Pickett is grateful for this extra year of eligibility and has not been wasting it. She was selected to the preseason All-ACC team, and also became a part of the Crimson Classic all-tournament team this year after pitching 27 strikeouts in 23.2 innings. Thanks to this season, she now holds UNC's career record for saves with 12. 

The season is now drawing to a close, with four regular-season games against Louisville remaining before the ACC Tournament. After playing over 100 games with UNC, this number is a reminder of how little time she has left in her softball career.

“I’m excited to finish up playing with all of my best friends,” Pickett said. “I know I’m able to leave a mark on Carolina’s program and pave the way for future players.”

After Pickett’s long career dedicated to the program, it's hard for her coaches and teammates to see her go.

“Brittany has been, from a pitching standpoint, the face of our program,” Papa said. “She represents Carolina well.

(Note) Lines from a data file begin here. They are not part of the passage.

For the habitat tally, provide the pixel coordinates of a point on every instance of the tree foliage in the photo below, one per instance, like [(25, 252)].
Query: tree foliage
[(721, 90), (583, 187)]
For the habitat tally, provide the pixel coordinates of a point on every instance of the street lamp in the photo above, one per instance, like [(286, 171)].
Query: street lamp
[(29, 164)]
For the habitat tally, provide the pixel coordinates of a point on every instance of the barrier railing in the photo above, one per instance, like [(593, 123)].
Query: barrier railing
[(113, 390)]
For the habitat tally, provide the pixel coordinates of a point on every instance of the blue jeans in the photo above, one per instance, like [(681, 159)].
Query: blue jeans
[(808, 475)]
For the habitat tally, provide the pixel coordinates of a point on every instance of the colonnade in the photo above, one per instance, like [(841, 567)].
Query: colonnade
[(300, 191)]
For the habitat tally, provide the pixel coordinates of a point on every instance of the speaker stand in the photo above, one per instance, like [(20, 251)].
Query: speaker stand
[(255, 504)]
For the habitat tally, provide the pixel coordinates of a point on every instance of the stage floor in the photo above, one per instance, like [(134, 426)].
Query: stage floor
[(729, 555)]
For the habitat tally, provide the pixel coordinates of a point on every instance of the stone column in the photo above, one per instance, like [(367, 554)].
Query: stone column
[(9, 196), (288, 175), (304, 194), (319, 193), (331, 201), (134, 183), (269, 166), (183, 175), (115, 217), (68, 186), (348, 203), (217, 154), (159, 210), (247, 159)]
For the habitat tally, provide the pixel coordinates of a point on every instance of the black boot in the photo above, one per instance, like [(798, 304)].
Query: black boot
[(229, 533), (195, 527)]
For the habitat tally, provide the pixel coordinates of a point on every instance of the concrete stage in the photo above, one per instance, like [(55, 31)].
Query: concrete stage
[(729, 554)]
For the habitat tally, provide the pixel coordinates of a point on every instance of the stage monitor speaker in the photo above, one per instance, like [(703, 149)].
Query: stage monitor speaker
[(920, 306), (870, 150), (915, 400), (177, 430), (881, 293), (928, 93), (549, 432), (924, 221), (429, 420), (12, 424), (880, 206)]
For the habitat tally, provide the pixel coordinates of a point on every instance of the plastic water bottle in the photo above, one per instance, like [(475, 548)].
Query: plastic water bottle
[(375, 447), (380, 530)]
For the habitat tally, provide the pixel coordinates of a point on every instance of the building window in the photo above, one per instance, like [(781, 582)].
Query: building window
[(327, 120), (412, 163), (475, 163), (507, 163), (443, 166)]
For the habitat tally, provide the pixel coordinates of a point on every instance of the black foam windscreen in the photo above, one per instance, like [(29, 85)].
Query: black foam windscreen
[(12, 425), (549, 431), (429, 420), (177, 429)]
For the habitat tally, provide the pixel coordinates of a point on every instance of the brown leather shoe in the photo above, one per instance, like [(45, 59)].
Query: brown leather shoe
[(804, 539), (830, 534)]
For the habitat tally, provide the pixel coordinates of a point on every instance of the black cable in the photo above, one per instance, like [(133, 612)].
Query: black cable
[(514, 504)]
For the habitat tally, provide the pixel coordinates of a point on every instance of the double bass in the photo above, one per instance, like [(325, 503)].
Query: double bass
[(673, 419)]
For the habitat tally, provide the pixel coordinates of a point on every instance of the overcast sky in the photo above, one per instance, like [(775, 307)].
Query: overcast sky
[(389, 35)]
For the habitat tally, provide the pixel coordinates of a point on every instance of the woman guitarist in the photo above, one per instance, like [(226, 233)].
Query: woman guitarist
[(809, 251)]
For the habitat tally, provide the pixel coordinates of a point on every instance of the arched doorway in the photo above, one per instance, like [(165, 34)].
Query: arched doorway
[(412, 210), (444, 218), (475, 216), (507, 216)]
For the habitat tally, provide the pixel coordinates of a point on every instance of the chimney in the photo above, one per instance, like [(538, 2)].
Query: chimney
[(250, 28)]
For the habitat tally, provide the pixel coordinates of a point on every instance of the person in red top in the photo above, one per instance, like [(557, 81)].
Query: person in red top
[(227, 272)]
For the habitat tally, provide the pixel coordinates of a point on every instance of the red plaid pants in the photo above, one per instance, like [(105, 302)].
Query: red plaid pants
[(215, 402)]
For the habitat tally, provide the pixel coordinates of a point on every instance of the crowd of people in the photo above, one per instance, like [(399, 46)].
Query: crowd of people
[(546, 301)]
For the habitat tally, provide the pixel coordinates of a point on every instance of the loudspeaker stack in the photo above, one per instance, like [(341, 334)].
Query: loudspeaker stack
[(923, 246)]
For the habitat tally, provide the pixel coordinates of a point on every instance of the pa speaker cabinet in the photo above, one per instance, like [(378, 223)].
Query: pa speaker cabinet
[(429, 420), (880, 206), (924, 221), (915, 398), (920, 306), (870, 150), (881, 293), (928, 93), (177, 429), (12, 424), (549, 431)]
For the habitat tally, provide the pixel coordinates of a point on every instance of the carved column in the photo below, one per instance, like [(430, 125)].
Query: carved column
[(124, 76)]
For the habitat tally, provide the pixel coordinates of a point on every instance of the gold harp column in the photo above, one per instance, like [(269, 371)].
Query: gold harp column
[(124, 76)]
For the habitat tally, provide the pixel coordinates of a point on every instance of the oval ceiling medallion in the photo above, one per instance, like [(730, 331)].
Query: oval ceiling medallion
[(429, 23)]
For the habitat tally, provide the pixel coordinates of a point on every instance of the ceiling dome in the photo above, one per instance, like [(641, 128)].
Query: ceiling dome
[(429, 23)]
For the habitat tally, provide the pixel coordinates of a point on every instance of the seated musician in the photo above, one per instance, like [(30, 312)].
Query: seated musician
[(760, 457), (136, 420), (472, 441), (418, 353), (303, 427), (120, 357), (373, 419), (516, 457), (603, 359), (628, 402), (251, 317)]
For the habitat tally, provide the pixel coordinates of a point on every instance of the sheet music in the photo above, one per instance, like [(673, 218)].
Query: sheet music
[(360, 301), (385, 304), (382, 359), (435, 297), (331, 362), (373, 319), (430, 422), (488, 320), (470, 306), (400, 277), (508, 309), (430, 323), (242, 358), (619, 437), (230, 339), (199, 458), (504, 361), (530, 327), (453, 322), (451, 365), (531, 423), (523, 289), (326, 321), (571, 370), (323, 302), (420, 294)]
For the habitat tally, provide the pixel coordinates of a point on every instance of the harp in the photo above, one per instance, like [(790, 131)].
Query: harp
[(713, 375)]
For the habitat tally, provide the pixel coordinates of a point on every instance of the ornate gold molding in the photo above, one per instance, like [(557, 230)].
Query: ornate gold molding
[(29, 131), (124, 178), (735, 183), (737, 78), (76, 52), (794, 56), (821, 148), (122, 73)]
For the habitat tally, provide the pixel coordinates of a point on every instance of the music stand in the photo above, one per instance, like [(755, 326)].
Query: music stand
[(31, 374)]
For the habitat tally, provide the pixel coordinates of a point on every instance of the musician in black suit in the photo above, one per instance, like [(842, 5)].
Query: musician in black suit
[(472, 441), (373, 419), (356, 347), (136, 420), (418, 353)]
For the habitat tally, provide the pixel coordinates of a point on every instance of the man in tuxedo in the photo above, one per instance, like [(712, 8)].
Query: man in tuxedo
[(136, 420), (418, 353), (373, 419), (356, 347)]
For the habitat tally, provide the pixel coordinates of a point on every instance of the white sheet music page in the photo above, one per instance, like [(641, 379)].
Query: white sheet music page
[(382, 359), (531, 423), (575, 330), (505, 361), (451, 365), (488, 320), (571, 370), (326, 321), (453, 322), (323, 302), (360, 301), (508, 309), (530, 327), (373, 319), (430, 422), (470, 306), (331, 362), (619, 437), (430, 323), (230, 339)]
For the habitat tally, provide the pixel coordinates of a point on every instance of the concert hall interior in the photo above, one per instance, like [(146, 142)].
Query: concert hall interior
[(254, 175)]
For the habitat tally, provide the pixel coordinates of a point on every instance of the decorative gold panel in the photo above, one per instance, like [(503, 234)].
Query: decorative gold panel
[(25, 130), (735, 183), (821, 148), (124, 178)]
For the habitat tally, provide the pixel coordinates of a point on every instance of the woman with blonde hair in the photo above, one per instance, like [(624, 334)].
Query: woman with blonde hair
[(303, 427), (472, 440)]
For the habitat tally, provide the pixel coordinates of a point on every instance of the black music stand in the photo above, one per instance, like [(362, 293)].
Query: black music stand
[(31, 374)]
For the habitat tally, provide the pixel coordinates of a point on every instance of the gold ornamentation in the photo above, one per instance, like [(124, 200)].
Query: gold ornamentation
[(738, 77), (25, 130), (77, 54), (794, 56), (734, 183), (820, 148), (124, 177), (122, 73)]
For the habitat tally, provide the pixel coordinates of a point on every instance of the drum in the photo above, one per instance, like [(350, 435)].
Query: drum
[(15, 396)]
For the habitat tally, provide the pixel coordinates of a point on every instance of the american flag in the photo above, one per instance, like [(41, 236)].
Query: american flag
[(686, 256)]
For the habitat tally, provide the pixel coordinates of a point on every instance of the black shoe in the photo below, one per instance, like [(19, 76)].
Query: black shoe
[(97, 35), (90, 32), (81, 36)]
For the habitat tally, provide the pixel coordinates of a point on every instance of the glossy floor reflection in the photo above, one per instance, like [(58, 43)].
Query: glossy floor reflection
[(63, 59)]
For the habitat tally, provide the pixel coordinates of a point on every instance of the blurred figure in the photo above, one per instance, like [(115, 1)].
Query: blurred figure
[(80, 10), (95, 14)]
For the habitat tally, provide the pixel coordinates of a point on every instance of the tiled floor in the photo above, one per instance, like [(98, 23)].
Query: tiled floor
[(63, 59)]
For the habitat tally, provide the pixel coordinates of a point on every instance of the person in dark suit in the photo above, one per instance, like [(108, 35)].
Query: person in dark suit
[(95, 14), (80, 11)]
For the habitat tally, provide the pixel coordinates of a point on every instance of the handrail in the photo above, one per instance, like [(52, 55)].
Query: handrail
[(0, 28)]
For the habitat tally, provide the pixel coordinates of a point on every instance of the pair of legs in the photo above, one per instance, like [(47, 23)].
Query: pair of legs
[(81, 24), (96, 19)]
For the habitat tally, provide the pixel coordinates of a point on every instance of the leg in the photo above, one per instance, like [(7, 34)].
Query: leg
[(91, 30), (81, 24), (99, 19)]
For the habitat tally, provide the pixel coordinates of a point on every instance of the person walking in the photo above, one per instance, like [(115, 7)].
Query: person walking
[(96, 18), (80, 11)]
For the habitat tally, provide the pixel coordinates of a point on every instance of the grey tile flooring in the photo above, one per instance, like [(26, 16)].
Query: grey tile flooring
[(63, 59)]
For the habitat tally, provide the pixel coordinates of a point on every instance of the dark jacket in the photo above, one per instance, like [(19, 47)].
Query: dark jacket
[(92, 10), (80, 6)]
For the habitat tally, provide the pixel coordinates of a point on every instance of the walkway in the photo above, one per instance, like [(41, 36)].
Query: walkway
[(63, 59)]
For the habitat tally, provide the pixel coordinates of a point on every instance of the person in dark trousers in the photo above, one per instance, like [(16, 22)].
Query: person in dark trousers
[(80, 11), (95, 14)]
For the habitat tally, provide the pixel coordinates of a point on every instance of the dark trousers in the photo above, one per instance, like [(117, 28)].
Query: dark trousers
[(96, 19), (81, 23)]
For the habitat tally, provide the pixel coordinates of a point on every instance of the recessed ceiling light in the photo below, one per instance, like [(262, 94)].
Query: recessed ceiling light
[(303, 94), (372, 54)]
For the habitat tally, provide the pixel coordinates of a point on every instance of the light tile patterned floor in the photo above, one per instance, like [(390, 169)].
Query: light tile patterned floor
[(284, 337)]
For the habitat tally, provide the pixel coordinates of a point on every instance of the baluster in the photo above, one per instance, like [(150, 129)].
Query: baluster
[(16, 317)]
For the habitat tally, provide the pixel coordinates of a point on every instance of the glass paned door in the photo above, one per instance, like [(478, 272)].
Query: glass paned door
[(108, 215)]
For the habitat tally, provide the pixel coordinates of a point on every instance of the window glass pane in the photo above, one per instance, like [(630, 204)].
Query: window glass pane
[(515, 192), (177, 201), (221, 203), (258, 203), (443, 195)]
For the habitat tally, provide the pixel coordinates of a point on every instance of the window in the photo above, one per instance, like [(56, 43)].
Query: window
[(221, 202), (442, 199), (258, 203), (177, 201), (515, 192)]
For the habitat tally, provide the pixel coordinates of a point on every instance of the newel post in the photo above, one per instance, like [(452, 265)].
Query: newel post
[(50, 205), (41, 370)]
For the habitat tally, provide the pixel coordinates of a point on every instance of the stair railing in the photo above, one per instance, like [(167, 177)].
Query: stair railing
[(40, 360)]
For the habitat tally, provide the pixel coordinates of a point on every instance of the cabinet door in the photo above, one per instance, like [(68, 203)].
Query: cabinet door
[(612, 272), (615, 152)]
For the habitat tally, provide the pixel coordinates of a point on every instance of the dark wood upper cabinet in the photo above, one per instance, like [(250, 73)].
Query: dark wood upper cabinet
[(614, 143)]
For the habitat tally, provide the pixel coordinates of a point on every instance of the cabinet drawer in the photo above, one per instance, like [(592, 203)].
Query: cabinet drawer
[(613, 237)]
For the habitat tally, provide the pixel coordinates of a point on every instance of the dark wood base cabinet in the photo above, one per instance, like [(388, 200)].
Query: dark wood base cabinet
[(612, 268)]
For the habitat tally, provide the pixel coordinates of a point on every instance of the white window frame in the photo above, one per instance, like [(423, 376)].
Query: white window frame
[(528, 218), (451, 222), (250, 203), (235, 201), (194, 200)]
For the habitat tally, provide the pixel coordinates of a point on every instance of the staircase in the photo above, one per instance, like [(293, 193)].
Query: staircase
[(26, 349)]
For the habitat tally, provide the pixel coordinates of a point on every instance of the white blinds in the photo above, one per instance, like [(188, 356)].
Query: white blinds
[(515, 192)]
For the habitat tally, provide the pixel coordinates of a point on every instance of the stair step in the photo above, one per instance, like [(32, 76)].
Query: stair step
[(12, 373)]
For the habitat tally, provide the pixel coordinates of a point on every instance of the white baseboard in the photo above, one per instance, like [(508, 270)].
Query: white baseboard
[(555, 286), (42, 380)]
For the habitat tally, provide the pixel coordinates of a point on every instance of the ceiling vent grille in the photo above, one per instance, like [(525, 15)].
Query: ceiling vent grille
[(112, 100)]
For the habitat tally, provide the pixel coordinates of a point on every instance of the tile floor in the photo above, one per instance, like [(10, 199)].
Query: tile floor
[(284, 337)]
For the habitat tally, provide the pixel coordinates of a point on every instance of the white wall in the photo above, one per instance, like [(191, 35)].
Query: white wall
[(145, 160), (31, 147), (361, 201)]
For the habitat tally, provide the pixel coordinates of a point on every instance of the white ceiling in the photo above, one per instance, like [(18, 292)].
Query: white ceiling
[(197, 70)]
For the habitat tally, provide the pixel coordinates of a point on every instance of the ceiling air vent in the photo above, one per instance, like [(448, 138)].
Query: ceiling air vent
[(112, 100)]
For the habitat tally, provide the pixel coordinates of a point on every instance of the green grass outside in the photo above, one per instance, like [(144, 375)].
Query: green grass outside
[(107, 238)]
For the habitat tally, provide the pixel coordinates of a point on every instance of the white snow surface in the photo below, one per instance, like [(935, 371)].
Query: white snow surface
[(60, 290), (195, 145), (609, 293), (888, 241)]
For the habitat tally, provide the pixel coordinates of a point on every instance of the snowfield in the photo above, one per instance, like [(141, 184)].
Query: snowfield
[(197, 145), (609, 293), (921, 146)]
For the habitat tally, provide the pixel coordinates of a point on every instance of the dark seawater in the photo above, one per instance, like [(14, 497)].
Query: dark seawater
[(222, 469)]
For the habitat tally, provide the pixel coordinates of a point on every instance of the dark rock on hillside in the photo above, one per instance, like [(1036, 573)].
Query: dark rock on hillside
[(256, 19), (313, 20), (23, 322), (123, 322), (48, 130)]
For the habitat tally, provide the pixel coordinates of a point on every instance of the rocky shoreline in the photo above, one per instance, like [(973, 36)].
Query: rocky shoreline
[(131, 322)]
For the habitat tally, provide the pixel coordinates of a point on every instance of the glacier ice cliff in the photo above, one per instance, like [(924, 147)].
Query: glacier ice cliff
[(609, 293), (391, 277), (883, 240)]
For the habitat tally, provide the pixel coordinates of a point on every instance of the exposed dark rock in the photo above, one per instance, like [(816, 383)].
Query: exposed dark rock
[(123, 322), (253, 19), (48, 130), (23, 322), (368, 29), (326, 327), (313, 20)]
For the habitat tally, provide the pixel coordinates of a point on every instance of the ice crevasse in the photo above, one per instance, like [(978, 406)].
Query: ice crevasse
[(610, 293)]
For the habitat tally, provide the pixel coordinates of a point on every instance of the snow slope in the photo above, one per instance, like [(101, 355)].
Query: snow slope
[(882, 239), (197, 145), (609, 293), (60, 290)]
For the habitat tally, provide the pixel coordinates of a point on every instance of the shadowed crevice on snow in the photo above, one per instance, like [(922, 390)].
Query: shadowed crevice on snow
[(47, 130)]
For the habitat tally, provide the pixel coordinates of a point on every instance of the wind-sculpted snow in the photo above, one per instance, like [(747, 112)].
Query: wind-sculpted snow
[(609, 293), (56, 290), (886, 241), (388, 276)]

She represents our team well.”

After her final season in Chapel Hill, Pickett plans to move back to her hometown of Indian Trail, N.C. and attend nursing school. She received her bachelor’s degree in exercise and sports science with a minor in coaching from the University last spring. 

She leaves the school with a UNC education and a legacy the Tar Heel softball program will likely remember for years to come. 

“I would choose Carolina over and over again,” Pickett said.